Mit ähnlichen Worten hatten zuvor schon Alt-Punkerin Nina Hagen und die britische Rockband Franz Ferdinand sowie die Gruppe Red Hot Chili Peppers ihre Solidarität mit den Punkerinnen zum Ausdruck gebracht. Die US-amerikanische Punk-Gruppe Anti-Flag um Frontmann Justin Sane hatte das Anti-Putin-Gebet ihrer russischen Kolleginnen sogar ins Englische übersetzen lassen, die Musik neu gemixt und war mit dieser Version in mehreren Städten aufgetreten. Der Erfolg, so berichtete der US-Auslandssender »Radio Liberty«, sei überwältigend gewesen.

Anti-Flag, eine der bekanntesten Politpunkbands aus den USA, die 2011 auch die Proteste auf der New Yorker Wall Street unterstützte, wird mit ihrer Version des Anti-Putin-Songs auch heute Abend bei einem Solidaritätskonzert in Berlin auftreten. Ihre Teilnahme zugesagt haben zudem die Berliner Bands Radio Havanna und Smile And Burn.

Die gesamten Einnahmen sollen dem »Pussy Riot Defense Fonds« zugute kommen, um davon Protestaktionen und Anwaltskosten zu begleichen. Bei dem Konzert sollen auch Geschenke für die Kinder der Musikerinnen gesammelt werden.

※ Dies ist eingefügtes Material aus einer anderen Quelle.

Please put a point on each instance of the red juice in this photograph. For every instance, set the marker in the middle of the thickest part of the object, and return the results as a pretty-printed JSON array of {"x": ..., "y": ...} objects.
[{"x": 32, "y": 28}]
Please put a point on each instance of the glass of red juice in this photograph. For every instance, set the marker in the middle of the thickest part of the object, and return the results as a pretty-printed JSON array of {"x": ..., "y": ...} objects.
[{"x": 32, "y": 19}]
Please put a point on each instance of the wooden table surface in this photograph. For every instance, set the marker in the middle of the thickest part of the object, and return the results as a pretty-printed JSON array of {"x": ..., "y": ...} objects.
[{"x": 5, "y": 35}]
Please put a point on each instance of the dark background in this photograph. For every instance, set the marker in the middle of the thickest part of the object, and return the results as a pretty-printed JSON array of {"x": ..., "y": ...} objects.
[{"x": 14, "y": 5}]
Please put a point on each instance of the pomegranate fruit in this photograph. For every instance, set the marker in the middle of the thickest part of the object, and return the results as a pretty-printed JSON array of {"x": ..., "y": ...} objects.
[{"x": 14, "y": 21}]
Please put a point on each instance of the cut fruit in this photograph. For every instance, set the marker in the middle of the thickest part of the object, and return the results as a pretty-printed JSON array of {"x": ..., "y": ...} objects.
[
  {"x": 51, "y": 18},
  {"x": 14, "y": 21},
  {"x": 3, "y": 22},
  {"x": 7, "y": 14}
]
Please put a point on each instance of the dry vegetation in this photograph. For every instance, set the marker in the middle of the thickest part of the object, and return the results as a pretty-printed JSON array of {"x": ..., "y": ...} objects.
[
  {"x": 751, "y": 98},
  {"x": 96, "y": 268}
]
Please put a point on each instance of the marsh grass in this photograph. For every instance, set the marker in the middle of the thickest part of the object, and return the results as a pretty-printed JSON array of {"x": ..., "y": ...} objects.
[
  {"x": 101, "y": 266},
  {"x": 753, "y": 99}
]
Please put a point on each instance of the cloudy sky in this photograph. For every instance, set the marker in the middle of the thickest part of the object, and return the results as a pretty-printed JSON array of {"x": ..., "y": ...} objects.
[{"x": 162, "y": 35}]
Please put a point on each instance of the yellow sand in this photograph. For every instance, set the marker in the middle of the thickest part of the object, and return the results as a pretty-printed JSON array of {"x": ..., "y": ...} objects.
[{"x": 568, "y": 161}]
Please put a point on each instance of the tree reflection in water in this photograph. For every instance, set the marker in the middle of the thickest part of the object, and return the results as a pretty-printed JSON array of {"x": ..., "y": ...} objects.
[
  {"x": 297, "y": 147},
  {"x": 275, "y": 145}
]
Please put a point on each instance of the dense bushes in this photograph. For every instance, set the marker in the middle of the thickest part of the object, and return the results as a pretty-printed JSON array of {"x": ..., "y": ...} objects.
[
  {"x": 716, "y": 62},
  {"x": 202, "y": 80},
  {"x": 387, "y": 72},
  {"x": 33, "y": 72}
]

Der Fonds zur Unterstützung der Punkerinnen wurde in Kooperation mit Amnesty International gegründet. Die internationale Menschenrechtsgruppe, die auch eine Sektion in Russland unterhält, hat die drei Frauen – Jekaterina Samuzewitsch, Maria Aljochina und Nadeshda Tolokonnikowa – zu politischen Gefangenen erklärt, ist bei dem Konzert mit dabei und will dort über das Schicksal der Pussy-Riot-Mitglieder informieren.